Em dezembro (10) de 2019 foi publicada a nova redação da NR-20 (Segurança e saúde no trabalho com inflamáveis e combustíveis) e uma alteração na NR-16 (Atividades e operações perigosas) no Diário Oficial da União (DOU).

Através dessas mudanças o governo estima uma economia de R$ 1 bilhão por ano para os empregadores, assim como haverá uma melhoria dos dispositivos de proteção para os trabalhadores. Tais alterações foram aprovadas entre representantes do governo federal, trabalhadores e empregadores, e entraram em vigor com a publicação do DOU. Com essa nova redação, espera-se reduzir a burocracia e harmonizar todo o normativo de saúde e segurança, além de ajustar pontos responsáveis por dificultar o cumprimento adequado das regras de proteção aos trabalhadores.

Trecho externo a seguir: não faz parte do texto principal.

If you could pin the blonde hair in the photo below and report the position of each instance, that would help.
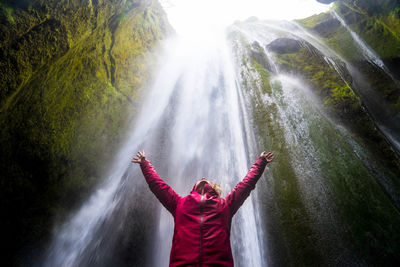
(217, 188)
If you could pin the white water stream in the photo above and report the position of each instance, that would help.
(196, 104)
(194, 123)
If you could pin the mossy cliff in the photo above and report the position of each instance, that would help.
(70, 73)
(331, 197)
(378, 25)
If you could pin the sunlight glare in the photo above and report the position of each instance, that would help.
(202, 16)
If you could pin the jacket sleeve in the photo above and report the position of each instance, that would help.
(242, 190)
(165, 194)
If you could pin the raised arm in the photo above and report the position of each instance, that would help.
(165, 194)
(242, 190)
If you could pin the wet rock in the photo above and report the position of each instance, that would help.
(284, 46)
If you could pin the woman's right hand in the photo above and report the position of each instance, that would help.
(268, 156)
(140, 157)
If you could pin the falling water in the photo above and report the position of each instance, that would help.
(194, 117)
(196, 122)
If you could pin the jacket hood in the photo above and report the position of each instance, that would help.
(208, 190)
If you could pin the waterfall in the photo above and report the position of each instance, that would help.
(198, 120)
(192, 125)
(365, 49)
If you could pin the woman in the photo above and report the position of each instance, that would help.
(202, 218)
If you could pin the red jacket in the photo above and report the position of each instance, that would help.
(202, 222)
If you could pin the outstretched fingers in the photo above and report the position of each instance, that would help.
(270, 157)
(139, 157)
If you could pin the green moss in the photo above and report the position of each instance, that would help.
(62, 120)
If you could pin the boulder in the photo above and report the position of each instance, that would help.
(284, 46)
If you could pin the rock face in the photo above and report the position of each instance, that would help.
(284, 45)
(70, 72)
(348, 229)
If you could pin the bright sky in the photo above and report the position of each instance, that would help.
(193, 15)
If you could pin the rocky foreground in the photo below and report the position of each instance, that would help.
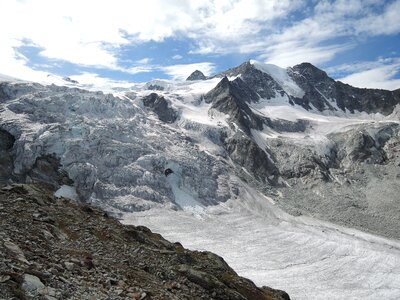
(56, 249)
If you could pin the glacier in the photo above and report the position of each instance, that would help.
(115, 151)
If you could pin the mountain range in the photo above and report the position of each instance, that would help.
(287, 160)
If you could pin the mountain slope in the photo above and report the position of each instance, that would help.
(48, 252)
(254, 130)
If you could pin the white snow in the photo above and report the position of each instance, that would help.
(185, 201)
(281, 76)
(307, 258)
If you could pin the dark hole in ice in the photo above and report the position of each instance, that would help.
(168, 171)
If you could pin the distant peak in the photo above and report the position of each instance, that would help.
(196, 75)
(309, 71)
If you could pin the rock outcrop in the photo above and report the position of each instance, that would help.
(160, 106)
(196, 75)
(56, 249)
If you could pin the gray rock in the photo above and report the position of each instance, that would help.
(160, 106)
(196, 75)
(32, 285)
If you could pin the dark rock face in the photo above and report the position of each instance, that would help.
(160, 106)
(246, 153)
(6, 157)
(196, 75)
(259, 82)
(47, 169)
(56, 249)
(155, 87)
(322, 92)
(70, 80)
(230, 97)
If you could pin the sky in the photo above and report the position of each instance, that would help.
(120, 41)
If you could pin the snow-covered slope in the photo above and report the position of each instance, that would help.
(307, 258)
(241, 148)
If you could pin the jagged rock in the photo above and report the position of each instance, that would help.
(128, 260)
(160, 106)
(70, 80)
(32, 285)
(196, 75)
(260, 82)
(230, 97)
(47, 168)
(319, 88)
(247, 154)
(6, 156)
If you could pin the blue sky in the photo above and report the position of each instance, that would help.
(119, 41)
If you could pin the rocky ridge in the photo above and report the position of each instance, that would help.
(52, 248)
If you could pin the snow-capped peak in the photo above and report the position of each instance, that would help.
(281, 76)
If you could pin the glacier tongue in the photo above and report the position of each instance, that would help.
(309, 259)
(329, 165)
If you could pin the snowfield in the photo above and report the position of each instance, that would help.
(307, 258)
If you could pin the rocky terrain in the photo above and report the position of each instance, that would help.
(313, 146)
(57, 249)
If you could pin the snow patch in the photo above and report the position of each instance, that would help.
(281, 76)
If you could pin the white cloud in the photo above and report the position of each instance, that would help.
(144, 61)
(91, 32)
(379, 74)
(182, 71)
(386, 23)
(290, 54)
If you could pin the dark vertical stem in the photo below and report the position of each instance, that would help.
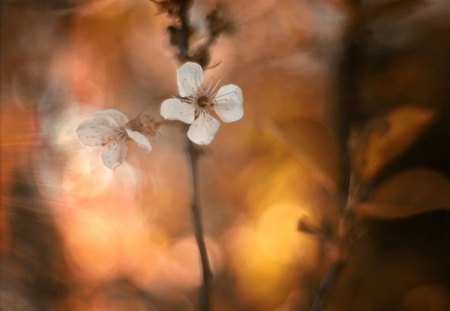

O capítulo que tratava dos tanques de líquidos inflamáveis no interior de edifícios foi alinhado aos padrões internacionais, possibilitando o uso de geradores para assegurar a continuidade operacional das empresas, assim como as regras quanto à quantidade de tanques de armazenamento de diesel que se tornam mais flexíveis, e o volume dos mesmos se torna limitado de acordo com as normas internacionais.

Para a realização de análises de risco em instalações como farmácias e bares, não será mais necessário o laudo de um engenheiro, basta o de um técnico de segurança do trabalho, a não ser que se trate de estabelecimentos de classe II ou III (empresas engarrafadoras de gases inflamáveis e com atividades de transporte dutoviário de gases e líquidos inflamáveis ou combustíveis, refinarias, etc).

Das alterações realizadas na NR-16, foi incluído um subitem na regra sobre o limite de litros de inflamáveis nas operações de transporte, cujo o objetivo da mudança foi esclarecer que o volume de combustível contido nos tanques para consumo próprio não caracteriza periculosidade. Também foi incluído um subitem para deixar claro que as quantidades de inflamáveis contidas nos tanques de consumo próprio dos veículos, sejam elas quais forem, não caracterizam essa atividade como perigosa, se os mesmos forem originais de fábrica e suplementares, certificados pelo órgão competente.